Sejarah kota Jogja dan Wisata Andalannya
Surga Belanja yang Penuh Ramai
Yogyakarta sering disebut sebagai ibukota budaya Java di seluruh Indonesia. Mungkin begitu, dan itu cukup mengungkap kemudian untuk menyadari bahwa ada sedikit, sangat sedikit budaya di sini, jika ada.

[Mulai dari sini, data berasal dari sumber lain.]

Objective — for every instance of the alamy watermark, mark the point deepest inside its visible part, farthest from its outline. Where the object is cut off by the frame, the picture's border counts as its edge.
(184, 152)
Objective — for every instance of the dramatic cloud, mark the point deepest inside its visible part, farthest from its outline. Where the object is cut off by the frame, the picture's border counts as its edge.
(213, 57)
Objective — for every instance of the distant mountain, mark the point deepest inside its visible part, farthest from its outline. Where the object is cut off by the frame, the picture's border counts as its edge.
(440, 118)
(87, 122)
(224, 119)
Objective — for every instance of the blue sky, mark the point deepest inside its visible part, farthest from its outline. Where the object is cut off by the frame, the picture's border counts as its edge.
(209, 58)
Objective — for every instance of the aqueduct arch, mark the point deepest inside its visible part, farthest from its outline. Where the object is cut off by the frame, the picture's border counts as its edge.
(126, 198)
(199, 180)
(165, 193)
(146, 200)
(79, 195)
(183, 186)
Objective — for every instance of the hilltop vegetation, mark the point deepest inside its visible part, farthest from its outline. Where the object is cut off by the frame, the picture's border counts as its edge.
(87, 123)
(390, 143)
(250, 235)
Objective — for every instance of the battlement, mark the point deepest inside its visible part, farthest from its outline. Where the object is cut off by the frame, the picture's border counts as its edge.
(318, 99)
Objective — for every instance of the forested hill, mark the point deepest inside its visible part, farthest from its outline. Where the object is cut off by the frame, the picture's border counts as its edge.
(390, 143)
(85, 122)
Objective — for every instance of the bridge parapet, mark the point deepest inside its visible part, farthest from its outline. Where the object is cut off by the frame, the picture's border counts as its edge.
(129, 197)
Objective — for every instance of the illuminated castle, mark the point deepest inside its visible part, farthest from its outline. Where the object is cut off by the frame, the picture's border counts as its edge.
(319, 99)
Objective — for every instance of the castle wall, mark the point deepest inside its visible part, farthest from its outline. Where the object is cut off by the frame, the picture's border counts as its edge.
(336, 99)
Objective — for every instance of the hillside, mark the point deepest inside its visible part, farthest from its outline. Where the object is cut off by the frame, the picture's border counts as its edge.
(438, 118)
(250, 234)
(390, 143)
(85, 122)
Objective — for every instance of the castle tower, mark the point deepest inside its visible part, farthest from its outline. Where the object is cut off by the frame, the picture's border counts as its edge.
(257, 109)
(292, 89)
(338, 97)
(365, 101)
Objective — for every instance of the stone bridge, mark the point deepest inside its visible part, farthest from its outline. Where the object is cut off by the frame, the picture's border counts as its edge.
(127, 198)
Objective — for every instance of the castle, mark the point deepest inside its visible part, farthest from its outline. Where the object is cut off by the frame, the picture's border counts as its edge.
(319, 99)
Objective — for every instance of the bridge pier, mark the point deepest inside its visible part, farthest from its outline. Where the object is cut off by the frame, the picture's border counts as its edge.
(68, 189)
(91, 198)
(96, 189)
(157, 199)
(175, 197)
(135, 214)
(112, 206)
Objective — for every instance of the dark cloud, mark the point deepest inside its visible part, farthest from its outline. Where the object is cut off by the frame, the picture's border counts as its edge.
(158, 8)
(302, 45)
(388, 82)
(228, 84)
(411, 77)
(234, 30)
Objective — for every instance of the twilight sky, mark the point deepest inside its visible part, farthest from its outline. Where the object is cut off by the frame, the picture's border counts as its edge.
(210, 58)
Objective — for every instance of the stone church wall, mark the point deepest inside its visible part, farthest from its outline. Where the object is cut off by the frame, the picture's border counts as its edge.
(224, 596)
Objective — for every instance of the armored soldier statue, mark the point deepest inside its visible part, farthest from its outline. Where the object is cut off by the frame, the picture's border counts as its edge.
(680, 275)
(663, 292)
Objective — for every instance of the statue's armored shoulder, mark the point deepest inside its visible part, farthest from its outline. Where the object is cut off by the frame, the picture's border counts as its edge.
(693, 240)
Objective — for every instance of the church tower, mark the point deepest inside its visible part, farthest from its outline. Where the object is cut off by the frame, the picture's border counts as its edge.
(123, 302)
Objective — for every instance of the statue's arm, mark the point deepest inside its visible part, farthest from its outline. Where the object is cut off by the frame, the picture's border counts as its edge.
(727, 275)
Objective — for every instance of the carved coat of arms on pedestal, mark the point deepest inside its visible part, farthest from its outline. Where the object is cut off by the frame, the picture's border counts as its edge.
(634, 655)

Istana sultan yang terbengkalai (lihat di bawah) dan lalu lintas yang berlebihan bersama dengan sopan santun orang Jawa tentu tidak terlalu mengesankan, dan tempat lainnya diciptakan oleh pasar, bisnis, din, kemiskinan, kriminalitas dan kotoran. Jika Anda menginginkannya, Anda bisa menyebutnya budaya zaman kita. Apa yang bisa ditemukan di sini dalam budaya Jawa yang tersisa sepenuhnya dikomersialisasikan oleh industri pariwisata. Ini terdiri dari (gamelan) musik, balet, drama (wayang kulit), puisi, batik dan sebagainya.
Nama kota mengacu pada tempat India Ayodhya dari epik Ramayana. Ada sejumlah universitas dengan kualitas meragukan yang berada di Yogyakarta. Sekitar 100.000 siswa dari berbagai wilayah di Indonesia sedang belajar di sini. Tak satu pun universitas memiliki reputasi internasional, beberapa di antaranya adalah sekolah tinggi islam. Lebih dari 92% penduduk Yogyakarta adalah muslim. Meski demikian, aspek positif dari tempat tersebut adalah heterogenitas orang-orang yang tinggal di sini. Penduduk kota terdalam Yogyakarta adalah antara 500.000 sampai 600.000 orang, di kota yang lebih luas, sekitar 1.500.000 orang tinggal. Itulah yang tersisa dari pemberitaan di Jalan Malioboro: Itu berubah menjadi tempat parkir yang panjang untuk sepeda motor dan sebagian mobil. Sedikit atau tidak ada tempat yang tersisa untuk pejalan kaki.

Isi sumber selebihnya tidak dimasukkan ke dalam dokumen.